Line 285 – Again I think duration may be associated with exposure because of points on line 30 and line 262. It would be good to discuss this in more detail. |
A paragraph was added to Section 4: Discussion to address your concerns. | |
Discussion: | |
R | Line 318-322 – Perhaps be more cautious and avoid using terms like to ‘affect their behaviour’ as you are only testing associations between your exposure measure and behaviour which are not casual and have methodological limitations. |
Noted and changed. | |
R | Line 331 – again I feel comparing counts to duration may be an unfair comparison, given duration is likely reflect difference transport modes, leisure activity (shopping v commuting) and the outcome (visits to FFRs). I think this needs to be discussed further in order to justify that duration is a superior/alternative to counts. |
We hope that we managed to follow this advice in the new paragraph added to Section 4: Discussion. | |
R | Line 335 – This is were other measures could be used to validate unrecorded visits to FFRs such as ST DBSCAN, wearable cameras, amenities data or some combination of more objective measures. References I referred to earlier are below: |
These suggestions are valuable.
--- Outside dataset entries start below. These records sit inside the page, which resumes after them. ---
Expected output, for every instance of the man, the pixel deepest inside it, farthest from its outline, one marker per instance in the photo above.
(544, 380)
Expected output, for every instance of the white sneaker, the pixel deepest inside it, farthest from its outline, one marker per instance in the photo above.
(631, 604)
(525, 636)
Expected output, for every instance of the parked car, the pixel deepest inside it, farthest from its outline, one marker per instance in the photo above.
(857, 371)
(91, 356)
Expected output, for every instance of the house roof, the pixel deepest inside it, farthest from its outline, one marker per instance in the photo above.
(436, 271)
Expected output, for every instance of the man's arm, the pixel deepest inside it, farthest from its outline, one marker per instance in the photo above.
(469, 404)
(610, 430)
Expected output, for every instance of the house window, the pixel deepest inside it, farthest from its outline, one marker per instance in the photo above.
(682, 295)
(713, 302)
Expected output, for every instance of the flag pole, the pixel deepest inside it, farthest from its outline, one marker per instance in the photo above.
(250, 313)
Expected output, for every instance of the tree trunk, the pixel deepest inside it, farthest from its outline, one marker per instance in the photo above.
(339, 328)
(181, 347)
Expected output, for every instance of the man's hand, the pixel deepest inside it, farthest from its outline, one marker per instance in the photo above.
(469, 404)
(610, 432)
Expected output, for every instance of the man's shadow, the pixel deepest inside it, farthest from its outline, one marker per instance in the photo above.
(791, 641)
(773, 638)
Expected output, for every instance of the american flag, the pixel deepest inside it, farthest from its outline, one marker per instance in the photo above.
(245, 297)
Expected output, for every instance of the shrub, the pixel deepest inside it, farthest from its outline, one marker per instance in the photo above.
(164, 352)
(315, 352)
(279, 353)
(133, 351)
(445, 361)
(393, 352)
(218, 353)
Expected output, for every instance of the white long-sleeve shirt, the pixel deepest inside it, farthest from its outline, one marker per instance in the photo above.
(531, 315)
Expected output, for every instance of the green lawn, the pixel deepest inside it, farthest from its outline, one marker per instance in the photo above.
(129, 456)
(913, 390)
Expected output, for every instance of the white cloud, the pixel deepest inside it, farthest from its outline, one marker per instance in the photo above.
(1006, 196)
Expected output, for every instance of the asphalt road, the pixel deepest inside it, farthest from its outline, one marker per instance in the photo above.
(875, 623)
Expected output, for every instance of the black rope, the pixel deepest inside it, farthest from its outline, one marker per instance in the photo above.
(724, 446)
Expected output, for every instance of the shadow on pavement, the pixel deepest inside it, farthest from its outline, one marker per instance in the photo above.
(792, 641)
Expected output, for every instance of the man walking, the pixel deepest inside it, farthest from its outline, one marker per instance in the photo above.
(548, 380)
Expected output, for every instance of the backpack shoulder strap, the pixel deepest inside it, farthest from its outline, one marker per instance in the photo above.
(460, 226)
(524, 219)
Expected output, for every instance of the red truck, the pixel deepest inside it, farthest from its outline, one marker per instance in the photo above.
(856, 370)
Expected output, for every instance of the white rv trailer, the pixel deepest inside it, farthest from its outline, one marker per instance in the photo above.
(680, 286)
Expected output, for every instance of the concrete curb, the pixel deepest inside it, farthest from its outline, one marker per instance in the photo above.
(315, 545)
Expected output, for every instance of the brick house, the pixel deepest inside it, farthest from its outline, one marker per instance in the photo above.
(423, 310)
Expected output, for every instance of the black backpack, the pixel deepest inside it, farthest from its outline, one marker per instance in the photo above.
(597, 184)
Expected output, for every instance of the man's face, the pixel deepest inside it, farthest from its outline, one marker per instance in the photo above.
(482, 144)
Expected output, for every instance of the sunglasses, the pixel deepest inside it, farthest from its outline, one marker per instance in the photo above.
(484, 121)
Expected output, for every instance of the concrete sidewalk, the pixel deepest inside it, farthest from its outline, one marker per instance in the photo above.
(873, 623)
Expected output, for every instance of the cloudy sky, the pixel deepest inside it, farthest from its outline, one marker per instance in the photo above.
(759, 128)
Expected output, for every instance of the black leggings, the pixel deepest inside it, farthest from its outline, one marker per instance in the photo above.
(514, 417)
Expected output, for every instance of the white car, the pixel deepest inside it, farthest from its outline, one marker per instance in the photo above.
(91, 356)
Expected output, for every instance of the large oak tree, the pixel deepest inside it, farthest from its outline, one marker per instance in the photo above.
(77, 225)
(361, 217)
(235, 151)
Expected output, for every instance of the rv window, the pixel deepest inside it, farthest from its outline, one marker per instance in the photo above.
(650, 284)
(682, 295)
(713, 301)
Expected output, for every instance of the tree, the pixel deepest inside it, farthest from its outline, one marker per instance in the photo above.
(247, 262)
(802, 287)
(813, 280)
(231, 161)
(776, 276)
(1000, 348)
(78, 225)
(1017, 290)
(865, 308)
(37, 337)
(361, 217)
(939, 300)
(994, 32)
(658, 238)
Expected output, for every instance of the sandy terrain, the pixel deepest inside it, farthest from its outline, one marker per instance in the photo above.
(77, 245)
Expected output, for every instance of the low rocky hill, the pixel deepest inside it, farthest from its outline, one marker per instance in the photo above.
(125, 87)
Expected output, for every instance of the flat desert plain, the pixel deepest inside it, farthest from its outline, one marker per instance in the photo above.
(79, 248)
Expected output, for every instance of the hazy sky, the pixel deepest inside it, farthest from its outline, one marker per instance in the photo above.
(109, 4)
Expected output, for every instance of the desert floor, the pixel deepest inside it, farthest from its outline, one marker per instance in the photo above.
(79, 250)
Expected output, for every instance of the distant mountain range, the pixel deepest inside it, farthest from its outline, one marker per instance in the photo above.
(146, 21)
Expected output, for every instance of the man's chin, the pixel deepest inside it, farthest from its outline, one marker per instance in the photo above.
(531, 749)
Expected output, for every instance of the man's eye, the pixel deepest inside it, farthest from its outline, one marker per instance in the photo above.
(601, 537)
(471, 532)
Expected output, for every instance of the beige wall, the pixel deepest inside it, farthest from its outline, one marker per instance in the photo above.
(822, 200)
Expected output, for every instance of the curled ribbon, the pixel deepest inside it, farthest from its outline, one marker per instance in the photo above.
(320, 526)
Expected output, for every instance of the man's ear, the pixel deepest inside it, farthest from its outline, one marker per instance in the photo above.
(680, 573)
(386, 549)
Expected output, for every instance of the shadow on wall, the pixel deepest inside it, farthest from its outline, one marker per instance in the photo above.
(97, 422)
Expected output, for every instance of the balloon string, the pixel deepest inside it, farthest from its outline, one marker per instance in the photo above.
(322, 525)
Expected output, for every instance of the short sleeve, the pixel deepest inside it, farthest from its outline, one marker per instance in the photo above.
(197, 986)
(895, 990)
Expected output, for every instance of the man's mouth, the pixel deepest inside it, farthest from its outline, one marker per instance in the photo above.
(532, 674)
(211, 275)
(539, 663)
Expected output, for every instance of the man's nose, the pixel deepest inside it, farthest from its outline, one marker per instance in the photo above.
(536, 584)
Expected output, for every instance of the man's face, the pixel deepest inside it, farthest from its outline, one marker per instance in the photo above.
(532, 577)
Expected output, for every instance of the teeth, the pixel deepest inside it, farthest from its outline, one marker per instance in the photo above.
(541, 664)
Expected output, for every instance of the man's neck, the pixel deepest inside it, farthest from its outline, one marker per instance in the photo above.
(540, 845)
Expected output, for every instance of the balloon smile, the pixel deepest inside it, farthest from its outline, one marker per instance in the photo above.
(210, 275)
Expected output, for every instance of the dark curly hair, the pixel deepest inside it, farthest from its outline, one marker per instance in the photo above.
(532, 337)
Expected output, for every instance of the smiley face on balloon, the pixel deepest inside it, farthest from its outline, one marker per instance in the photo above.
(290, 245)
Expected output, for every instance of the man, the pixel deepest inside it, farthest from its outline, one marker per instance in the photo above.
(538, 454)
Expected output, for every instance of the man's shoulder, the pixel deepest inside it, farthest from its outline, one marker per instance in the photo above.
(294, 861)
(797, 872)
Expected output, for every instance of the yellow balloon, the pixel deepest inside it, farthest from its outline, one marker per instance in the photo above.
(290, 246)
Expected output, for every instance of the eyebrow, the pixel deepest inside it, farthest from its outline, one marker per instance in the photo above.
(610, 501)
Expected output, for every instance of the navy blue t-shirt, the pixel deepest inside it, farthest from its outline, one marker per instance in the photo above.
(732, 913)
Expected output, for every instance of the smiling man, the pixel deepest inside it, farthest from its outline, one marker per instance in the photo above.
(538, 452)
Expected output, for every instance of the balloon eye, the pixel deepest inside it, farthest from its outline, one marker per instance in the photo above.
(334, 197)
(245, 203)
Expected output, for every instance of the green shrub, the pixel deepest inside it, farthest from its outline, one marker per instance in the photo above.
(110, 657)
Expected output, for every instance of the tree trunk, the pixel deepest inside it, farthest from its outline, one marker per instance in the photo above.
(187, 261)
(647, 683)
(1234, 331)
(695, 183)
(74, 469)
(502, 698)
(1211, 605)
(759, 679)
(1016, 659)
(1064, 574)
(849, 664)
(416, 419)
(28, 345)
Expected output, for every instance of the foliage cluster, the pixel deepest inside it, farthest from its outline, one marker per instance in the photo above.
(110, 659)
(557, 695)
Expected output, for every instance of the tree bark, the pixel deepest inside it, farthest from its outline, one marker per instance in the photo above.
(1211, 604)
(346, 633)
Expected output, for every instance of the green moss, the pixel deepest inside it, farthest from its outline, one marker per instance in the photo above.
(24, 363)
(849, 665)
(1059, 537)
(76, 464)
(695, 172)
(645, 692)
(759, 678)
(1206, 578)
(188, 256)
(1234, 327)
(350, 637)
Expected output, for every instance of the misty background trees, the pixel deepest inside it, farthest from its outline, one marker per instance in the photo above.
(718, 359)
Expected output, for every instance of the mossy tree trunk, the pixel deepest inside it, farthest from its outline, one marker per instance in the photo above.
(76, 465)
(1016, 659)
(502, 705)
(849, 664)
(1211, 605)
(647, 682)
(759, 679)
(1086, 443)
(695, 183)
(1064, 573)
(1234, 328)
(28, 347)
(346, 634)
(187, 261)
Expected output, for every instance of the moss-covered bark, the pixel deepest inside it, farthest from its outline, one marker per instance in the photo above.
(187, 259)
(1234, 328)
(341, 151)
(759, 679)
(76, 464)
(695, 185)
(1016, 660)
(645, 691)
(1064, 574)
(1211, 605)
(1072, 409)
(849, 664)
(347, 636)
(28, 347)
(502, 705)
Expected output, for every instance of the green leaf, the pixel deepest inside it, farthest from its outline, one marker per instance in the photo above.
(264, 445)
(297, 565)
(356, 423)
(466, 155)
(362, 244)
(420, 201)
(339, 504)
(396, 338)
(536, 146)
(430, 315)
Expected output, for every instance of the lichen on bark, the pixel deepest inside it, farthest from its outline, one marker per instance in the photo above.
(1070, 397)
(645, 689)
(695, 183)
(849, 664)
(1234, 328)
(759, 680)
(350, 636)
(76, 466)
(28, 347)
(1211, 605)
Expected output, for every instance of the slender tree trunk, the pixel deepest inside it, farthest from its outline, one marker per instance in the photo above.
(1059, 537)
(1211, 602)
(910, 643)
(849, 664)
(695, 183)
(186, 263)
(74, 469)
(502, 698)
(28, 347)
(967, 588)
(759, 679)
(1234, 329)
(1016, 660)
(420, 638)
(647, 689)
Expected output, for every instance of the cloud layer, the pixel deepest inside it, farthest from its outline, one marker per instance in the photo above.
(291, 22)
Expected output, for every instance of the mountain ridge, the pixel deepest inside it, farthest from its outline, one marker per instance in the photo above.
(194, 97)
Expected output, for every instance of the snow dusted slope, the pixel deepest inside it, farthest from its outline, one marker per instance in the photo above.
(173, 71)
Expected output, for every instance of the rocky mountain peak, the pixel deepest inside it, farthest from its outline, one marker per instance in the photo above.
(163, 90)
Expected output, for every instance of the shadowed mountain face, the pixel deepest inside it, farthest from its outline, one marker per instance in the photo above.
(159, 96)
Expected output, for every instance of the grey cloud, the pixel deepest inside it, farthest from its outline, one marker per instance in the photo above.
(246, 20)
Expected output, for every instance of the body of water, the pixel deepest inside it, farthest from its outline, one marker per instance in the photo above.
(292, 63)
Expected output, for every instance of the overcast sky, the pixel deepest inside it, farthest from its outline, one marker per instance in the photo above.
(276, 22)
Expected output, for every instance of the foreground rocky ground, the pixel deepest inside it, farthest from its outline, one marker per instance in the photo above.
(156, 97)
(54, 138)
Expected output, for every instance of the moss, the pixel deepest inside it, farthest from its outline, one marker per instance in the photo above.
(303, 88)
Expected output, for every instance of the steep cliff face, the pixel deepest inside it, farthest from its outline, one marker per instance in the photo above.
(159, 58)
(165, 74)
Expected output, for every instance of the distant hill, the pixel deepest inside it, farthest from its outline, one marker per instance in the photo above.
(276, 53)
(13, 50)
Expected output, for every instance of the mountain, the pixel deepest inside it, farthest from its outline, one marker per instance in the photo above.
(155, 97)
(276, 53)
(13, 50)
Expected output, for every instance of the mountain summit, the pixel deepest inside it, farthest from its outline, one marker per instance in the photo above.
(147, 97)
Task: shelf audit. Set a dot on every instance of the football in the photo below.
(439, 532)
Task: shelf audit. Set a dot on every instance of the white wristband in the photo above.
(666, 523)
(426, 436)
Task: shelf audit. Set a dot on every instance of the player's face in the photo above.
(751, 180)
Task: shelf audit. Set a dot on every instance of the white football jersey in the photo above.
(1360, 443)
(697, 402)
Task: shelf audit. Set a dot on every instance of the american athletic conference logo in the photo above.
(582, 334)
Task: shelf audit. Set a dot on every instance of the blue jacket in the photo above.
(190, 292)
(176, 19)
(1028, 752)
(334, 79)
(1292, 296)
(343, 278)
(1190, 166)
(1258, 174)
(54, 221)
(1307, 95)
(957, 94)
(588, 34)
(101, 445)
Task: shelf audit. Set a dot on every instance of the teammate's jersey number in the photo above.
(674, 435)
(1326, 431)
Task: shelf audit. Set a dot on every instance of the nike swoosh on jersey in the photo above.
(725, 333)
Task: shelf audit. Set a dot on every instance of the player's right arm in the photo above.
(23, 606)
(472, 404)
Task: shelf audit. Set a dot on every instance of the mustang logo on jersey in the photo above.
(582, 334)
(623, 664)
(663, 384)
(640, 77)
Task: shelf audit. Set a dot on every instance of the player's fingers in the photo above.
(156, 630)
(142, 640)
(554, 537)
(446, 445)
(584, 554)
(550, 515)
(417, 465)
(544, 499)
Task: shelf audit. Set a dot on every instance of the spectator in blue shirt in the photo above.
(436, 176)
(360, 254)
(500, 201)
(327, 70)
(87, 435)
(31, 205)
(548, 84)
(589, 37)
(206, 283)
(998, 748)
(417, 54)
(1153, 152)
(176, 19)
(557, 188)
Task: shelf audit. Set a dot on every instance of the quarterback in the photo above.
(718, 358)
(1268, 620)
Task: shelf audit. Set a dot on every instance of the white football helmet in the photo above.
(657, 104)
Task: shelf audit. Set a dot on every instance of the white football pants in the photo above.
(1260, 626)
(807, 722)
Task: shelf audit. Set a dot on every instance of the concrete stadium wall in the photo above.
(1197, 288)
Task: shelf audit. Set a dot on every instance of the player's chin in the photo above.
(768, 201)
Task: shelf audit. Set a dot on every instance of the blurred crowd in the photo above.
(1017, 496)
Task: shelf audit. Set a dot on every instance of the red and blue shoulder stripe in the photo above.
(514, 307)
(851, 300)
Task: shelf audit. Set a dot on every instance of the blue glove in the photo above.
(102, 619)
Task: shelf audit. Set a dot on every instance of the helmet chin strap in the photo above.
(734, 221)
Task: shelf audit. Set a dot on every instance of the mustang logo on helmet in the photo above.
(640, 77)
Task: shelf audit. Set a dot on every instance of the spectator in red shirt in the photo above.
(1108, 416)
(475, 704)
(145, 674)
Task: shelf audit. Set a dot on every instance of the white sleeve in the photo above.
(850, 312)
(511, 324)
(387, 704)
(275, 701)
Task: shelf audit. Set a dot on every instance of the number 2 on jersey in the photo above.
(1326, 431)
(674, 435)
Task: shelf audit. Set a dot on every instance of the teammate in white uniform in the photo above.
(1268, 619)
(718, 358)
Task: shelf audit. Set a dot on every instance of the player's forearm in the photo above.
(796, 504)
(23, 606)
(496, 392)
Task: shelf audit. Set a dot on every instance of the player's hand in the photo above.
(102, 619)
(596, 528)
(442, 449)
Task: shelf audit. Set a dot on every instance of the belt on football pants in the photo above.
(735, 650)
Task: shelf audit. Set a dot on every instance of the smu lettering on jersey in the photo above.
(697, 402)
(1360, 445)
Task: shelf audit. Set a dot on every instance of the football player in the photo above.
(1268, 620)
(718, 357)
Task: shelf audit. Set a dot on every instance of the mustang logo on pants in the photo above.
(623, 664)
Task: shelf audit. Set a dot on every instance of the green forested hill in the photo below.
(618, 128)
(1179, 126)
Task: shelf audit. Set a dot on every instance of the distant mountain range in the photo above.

Future studies would benefit by focusing on the validity of travel diaries and FFR utilization to include usage of wearable cameras, or using ST_DBSCAN as a way of estimating FFR visits that were not recorded in the diary. We have added three references supporting this (Chambers et al. 2017; Brusilovskiy et al. 2016; Carlson, J.A. et al., 2014). |
Round 2
Reviewer 1 Report
looks good to me - thanks to the authors for their hard work tidying up the minor comments
Reviewer 2 Report
The authors have addressed my concerns sufficiently.